Text and video by Lucija Polonijo

Often referring to working conditions, my performances explore the complex relationships between doing art and the elemental survival of the individual in society.

In a society that considers art a hobby or leisure in free time it is difficult to point out the importance of the active presence of art and artists in the wider social discourse.

Art and culture shape the reality around us. This often remains invisible and imperceptible to us because it requires a certain mental and spiritual involvement of the observer on the work of art itself.

Approaching the topic of participation in culture and art from a personal position and from my own experience, I question the relationship between private – public (culture, art) and the position of artists in the local context.

Not every artist has the luxury of being able to leave their full-time daily job. Moreover, a steady income, especially at the beginning of an artistic career, is important as artists at the beginning of their careers are mostly unable to support themselves through art.

It is as if we are back in ancient times when humanity was not technologically advanced enough to be able to afford moments of free time in which they are free to create out of need rather than out of necessity. Almost like a Neanderthal in the transition from nomadic to sedentary life.

All this obviously tells us that we are in a kind of transition. And in what exactly? It is up to us as a society to define.

During my studies, I worked on many paid jobs so that I could study and pursue art. Working on these jobs required a kind of derivation of another identity. Identifying with the state of “non-art” and looking for connections with my original self. The artistic one.

Unfortunately, in most cases, cultural and artistic labor include precarious working conditions, and very often unpaid work.

With this performance, I mark the beginning of work on a large project in culture, as a kind of intimate diary of my professional development path. It is about marking personal progress, after many years of skillful juggling between harsh reality and possible utopia.

Performance was done on the last day of my waitressing job, when after the weekend shift I came to clean the cafe where I worked day and night, to perform an intimate performance after a long artistic break. I record a kind of moment of self-reflection with a camera and thus immortalize an important moment in my personal and professional development.
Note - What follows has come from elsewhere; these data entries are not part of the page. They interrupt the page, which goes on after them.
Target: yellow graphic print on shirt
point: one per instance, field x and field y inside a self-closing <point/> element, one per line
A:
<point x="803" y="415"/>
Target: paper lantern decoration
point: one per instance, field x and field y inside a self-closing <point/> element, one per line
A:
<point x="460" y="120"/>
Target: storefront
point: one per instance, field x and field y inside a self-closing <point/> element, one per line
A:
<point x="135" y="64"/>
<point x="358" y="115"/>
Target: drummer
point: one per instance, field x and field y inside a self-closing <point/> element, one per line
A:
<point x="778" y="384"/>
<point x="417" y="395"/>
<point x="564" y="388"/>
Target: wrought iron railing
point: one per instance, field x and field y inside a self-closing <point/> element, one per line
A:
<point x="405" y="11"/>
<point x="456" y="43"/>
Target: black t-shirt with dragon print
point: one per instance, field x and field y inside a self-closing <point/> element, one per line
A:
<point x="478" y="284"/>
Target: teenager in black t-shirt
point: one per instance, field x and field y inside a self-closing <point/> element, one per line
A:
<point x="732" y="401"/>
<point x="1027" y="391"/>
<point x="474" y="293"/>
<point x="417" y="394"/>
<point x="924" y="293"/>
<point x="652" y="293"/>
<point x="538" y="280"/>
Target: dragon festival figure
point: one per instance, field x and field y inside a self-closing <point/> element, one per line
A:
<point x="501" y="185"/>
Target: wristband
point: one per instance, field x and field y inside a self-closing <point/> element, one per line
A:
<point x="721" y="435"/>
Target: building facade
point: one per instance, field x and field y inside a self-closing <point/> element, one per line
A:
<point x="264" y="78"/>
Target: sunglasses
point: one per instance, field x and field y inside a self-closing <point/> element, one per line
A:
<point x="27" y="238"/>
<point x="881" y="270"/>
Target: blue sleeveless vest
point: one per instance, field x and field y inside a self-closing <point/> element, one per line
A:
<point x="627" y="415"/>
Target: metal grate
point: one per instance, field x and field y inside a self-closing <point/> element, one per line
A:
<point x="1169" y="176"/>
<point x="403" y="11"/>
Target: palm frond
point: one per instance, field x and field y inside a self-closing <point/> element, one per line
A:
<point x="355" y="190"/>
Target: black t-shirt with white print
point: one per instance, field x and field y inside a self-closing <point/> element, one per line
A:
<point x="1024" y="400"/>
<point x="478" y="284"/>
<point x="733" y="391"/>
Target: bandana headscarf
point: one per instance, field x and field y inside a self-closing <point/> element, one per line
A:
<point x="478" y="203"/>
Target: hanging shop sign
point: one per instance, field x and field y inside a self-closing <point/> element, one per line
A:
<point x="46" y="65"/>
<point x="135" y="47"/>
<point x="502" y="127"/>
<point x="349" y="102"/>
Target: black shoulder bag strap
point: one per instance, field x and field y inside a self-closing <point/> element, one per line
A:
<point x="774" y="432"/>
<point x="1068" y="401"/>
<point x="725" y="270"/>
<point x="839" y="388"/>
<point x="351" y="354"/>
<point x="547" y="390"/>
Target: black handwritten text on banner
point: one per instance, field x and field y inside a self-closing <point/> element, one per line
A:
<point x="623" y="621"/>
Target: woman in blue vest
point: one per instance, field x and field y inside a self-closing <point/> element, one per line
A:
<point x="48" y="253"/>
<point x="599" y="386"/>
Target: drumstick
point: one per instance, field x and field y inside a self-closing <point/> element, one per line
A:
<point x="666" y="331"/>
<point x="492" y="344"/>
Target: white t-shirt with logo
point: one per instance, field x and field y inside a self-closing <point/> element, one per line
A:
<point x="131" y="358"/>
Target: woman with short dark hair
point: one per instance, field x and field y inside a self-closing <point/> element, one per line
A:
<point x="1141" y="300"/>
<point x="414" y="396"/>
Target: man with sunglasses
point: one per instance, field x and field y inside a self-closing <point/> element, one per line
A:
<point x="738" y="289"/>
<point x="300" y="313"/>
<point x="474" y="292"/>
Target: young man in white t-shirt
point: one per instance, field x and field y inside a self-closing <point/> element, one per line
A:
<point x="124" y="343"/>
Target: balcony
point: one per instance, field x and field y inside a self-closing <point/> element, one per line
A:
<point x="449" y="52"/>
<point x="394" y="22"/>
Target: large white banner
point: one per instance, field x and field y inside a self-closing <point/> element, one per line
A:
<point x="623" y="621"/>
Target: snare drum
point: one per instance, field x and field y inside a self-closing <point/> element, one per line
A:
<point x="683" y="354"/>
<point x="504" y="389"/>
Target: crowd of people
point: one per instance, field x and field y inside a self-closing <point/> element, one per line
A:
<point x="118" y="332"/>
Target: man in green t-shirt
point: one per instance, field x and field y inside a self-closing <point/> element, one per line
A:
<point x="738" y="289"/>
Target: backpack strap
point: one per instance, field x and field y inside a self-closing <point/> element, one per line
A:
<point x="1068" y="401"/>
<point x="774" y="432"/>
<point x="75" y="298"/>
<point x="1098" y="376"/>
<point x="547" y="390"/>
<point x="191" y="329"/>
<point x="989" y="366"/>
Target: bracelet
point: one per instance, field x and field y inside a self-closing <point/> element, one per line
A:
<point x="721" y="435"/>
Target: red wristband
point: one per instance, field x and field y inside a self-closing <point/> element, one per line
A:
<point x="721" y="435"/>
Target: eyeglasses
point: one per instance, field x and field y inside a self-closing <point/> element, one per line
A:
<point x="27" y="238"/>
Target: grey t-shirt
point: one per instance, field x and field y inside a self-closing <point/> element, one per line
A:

I often use my own body as a medium of artistic expression. In the act itself, I primarily strive for personal transformation, and only after that to communicate with the outside world. Therefore, my video performances are minimalist, repetitive, and narrative, in order to achieve a contemplative reaction in the viewer.

One part of the private performance (without the audience) was documented by a camera and the material was subsequently edited.

The performance is part of a broader artistic research on the synthesis of art and life in order to raise public awareness that without culture and art we cannot consider ourselves a developed society.